As people age and are less active, tendons start to degenerate and lose strength. This weakening can lead to a rotator cuff tear. Most rotator cuff injuries happen to middle-aged or older adults who already have shoulder problems. They can happen in younger people, too. The shoulder has a poor blood supply. This makes it harder for the tendons to fix and maintain themselves. Using your arm overhead puts pressure on the rotator cuff tendons. Repetitive movement or stress to these tendons can lead to impingement. This is when the tissue or bone in that area becomes misaligned and rubs or chafes.
The rotator cuff tendons can be injured or torn by trying to lift a very heavy object with an extended arm. It can also happen from falling, or by trying to catch a heavy falling object.
Symptoms of a torn rotator cuff include tenderness and soreness in the shoulder when using the shoulder. If the tendon has ruptured, you may not be able to raise the arm at all. It may be hard to sleep lying on that side. You may feel pain when pressure is put on the shoulder.
Treatment depends on the severity of the injury. If the tear is not complete, your healthcare provider may suggest RICE (rest, ice, compression, and elevation). Resting the shoulder is probably the most important part of treatment. But after the pain has eased, you will need to start physical therapy to regain shoulder movement. Your healthcare provider may prescribe a nonsteroidal anti-inflammatory drug (NSAID). These help ease pain and swelling. NSAIDs are the most common medicines used. Medicines may be prescribed or bought over the counter. They may be given as pills. Or they may be put on the skin as a gel, cream, or patch.

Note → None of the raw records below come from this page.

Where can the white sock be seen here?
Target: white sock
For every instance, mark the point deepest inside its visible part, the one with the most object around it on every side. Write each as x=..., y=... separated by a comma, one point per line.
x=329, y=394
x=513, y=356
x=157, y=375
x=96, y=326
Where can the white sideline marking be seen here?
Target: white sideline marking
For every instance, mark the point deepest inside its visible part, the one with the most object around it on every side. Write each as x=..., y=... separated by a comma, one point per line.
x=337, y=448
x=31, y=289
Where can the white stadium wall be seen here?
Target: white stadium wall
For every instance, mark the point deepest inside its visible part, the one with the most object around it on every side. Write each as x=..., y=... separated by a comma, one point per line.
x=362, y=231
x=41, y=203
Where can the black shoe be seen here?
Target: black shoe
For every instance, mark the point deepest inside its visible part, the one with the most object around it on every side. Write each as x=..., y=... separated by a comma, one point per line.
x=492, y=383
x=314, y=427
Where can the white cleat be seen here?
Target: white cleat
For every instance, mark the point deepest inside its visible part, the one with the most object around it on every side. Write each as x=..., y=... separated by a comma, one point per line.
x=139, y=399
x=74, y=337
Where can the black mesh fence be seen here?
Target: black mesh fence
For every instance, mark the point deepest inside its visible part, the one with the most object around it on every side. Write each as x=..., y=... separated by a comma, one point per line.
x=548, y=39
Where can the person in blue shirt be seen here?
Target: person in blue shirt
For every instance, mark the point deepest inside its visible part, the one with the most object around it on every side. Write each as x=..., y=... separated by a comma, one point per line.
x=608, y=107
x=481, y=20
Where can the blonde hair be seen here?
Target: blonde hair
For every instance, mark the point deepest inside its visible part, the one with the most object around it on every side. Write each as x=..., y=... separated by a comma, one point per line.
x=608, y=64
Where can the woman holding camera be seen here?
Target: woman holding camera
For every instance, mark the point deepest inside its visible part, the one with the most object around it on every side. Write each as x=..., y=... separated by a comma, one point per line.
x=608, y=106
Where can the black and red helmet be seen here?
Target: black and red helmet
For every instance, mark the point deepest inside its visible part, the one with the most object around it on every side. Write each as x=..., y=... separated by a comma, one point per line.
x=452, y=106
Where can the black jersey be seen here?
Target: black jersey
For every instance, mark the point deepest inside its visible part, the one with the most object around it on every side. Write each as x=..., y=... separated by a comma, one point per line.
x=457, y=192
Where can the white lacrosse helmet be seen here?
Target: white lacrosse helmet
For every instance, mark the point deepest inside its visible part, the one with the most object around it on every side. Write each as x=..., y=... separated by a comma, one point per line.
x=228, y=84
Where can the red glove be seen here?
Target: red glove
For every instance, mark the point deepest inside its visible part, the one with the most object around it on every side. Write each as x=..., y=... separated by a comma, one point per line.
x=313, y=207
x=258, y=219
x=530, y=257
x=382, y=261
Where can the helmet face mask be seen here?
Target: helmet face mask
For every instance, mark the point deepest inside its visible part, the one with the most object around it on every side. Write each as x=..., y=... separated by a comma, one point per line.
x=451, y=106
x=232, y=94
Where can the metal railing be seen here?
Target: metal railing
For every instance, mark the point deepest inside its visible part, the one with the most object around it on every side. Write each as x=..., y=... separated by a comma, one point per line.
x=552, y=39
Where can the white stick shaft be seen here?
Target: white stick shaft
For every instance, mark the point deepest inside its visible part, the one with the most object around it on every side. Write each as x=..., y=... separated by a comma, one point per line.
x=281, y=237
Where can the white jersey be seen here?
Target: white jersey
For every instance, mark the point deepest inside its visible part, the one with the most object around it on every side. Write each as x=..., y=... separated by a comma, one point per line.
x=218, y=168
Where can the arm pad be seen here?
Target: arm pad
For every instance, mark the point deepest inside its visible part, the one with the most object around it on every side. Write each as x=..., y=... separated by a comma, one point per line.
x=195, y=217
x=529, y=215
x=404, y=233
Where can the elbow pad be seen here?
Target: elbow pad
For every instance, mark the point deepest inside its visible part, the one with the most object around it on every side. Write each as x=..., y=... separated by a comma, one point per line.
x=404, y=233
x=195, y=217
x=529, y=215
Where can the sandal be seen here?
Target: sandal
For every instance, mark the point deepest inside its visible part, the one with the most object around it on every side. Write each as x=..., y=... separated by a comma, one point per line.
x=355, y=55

This extreme stiffness in the shoulder can happen at any age. It affects about 1 in 50 Americans, most often between ages 40 and 60. The causes are not fully understood. Frozen shoulder can affect people with diabetes, thyroid disease, heart disease, or Parkinson disease. It can also happen if the shoulder has been immobile for a period of time. It can happen when a minor shoulder injury heals with scar tissue that affects how the joint moves. This scar tissue reduces flexibility in the shoulder and makes it more prone to injury. The main symptom is not being able to move the shoulder in any direction without pain. Treatment can be NSAIDs, cortisone shots, or physical therapy. You can reduce further injury and stiffness by stretching before starting activities.
A sudden increase in activity can place great stress on the shoulders and lead to a loss of flexibility. This is a common problem in middle age, especially among people who don't exercise regularly but go out every now and then for an intense sport.
Although painful and inconvenient, overuse problems can often be treated with rest, NSAIDs, and stretching exercises.
Starting as early as age 50, some people get osteoarthritis, which causes painful movement. This happens as the smooth surfaces of the cartilage that line the bones of the shoulder joint are worn away, and joints start to wear out. The most common cause of osteoarthritis is overuse. Treatments for arthritis in the shoulder depend on the severity of pain. The usual treatments are rest, NSAIDs, and cortisone shots. In some cases, a replacement of the shoulder joint is needed.